(Note: I asked a similar question at math.stackexchange but the present one is more precise.)
I have a linear program of the form:
$$\text{minimize} \space\space x_1 \space\space \text{subject to:}$$ $$\mathbf{Ax} \ge \mathbf{b} \tag{1}$$
where $\mathbf{A}$ is a $q \times q$ square matrix with entries $a_{i,j} = 0$ if $i \ge j + 2$, $a_{i,j} = -r = -2/3$ if $i = j + 1$, and $a_{i,j} = \binom{j}{i-1}(-1)^{i+j}$ otherwise, $\mathbf{x}^{\intercal}=(x_1,x_2,\ldots,x_q)$, $\mathbf{b}^{\intercal}=(b_1,b_2,\ldots,b_q)$ with $b_1= \frac{2}{3}\binom{n-1}{2}$ and $b_k=\frac{n+1-2k}{3}\binom{q+1}{k-1}$ for $k \ge 2$. The $\mathbf{A}$ matrix is "nearly" triangular.

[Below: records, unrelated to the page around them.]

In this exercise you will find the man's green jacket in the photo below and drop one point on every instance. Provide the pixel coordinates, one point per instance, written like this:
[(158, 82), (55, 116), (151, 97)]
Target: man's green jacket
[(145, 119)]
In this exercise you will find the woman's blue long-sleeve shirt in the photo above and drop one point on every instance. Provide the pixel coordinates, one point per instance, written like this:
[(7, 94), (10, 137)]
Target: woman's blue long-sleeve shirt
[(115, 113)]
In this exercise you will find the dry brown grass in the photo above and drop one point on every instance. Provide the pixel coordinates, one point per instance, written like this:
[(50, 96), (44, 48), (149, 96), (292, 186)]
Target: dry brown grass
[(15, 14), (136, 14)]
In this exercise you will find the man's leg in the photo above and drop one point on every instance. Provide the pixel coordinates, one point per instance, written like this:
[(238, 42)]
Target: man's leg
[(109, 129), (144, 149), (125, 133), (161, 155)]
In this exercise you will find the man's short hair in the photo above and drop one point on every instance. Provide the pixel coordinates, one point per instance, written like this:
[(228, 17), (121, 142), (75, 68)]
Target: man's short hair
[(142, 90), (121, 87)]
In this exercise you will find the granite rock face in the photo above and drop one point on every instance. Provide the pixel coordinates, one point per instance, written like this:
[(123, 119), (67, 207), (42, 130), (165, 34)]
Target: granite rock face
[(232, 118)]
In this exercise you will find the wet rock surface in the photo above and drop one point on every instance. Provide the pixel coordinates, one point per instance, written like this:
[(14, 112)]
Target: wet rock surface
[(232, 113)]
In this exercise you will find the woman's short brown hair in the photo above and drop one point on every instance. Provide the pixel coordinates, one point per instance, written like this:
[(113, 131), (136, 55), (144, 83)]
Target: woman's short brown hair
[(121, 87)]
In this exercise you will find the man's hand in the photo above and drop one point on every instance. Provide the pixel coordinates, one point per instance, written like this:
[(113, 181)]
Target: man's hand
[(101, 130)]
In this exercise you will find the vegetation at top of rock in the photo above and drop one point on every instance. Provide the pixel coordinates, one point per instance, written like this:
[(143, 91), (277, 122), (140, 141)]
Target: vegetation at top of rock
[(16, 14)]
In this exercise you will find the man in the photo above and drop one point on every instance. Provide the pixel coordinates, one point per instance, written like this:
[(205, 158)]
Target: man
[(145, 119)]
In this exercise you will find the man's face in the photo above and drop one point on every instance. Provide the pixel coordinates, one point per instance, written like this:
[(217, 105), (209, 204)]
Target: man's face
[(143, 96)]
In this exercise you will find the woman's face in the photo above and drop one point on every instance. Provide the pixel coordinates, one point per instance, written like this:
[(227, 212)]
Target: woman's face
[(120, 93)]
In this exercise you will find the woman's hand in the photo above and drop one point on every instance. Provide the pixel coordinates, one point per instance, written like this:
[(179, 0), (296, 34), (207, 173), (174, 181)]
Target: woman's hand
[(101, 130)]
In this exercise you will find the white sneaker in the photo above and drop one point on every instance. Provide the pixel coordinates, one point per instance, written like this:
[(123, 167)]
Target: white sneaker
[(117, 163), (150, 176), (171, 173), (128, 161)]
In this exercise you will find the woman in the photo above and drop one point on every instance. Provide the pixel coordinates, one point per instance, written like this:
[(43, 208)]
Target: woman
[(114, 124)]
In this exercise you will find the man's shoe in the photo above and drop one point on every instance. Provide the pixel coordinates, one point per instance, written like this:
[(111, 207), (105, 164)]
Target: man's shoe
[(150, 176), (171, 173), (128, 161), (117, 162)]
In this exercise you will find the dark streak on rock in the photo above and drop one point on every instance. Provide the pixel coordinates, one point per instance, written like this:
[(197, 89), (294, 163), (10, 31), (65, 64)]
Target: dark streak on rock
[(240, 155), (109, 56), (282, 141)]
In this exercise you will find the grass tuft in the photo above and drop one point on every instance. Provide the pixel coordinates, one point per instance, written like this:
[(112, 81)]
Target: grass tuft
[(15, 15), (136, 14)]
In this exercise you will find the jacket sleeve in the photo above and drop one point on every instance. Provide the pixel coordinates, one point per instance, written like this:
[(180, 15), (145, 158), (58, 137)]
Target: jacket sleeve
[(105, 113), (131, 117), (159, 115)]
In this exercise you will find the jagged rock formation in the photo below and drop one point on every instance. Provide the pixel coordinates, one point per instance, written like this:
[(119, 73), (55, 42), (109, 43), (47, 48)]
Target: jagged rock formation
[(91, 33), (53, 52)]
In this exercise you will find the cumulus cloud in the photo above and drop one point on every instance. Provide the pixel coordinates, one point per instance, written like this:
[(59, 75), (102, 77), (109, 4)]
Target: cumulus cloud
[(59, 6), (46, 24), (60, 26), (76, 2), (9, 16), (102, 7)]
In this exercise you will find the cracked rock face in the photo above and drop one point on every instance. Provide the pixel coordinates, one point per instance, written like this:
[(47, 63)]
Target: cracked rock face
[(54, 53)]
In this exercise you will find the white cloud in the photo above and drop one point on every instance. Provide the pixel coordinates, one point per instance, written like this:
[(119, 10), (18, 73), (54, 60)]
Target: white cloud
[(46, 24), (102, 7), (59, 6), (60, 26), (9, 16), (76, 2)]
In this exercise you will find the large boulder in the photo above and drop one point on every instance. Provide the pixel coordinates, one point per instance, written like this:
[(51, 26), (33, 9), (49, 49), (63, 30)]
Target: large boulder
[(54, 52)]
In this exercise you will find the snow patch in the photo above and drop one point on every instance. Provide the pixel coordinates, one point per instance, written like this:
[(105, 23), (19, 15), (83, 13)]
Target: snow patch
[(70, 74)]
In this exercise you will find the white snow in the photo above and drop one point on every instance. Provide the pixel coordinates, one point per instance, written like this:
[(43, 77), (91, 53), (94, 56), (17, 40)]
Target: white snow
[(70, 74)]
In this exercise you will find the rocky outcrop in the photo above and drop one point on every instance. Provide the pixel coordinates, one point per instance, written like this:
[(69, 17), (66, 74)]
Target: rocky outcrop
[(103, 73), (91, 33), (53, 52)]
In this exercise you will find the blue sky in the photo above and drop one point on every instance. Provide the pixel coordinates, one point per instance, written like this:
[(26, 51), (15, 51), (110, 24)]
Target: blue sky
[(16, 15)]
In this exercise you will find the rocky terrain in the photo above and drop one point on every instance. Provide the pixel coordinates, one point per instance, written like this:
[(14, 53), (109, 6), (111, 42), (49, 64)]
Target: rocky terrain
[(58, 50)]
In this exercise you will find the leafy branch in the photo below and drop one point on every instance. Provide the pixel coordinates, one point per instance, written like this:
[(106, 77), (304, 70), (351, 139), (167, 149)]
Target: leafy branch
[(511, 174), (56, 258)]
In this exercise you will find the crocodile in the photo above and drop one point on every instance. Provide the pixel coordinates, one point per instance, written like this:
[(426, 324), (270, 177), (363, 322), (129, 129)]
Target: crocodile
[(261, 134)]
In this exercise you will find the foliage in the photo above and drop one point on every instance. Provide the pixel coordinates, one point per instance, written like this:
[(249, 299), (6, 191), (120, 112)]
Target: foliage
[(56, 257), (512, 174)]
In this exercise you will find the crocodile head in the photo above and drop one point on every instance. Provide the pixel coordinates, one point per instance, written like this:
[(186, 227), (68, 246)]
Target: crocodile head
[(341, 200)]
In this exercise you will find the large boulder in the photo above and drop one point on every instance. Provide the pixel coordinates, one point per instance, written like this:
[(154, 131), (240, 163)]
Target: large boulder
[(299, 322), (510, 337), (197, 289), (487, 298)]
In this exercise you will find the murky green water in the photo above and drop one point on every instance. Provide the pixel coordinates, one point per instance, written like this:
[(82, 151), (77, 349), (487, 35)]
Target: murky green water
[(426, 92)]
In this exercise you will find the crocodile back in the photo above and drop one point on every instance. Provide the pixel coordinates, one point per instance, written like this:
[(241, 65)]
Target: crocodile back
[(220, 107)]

Background: this problem can be constructed for a separating union-closed family of $n$ sets and a maximum of $q+1$ elements, using the property that $2/3$ of the couples of sets, both non-empty, have at least an element in common (see here). $x_i = \sum_{S \in \mathcal{P}([q+1]), |S|=i} \binom{f(S)}{2}$, and $f(S)=|\{T \in \mathcal{F}: S \subseteq T\}|$, and we assume that there is no element in at least $n/2$ sets.
My question: Is it possible to solve $(1)$ analytically and get a closed form for the minimum as a function of $n$ and $q$? And in particular, when is it possible to say that $\min x_1 = (1,0,\ldots,0)\mathbf{A}^{-1}\mathbf{b}$?
I read about Fourier–Motzkin elimination but I can't see how to apply it analytically. I think also that a direct elimination starting from the last inequality is made difficult due to the alternating signs.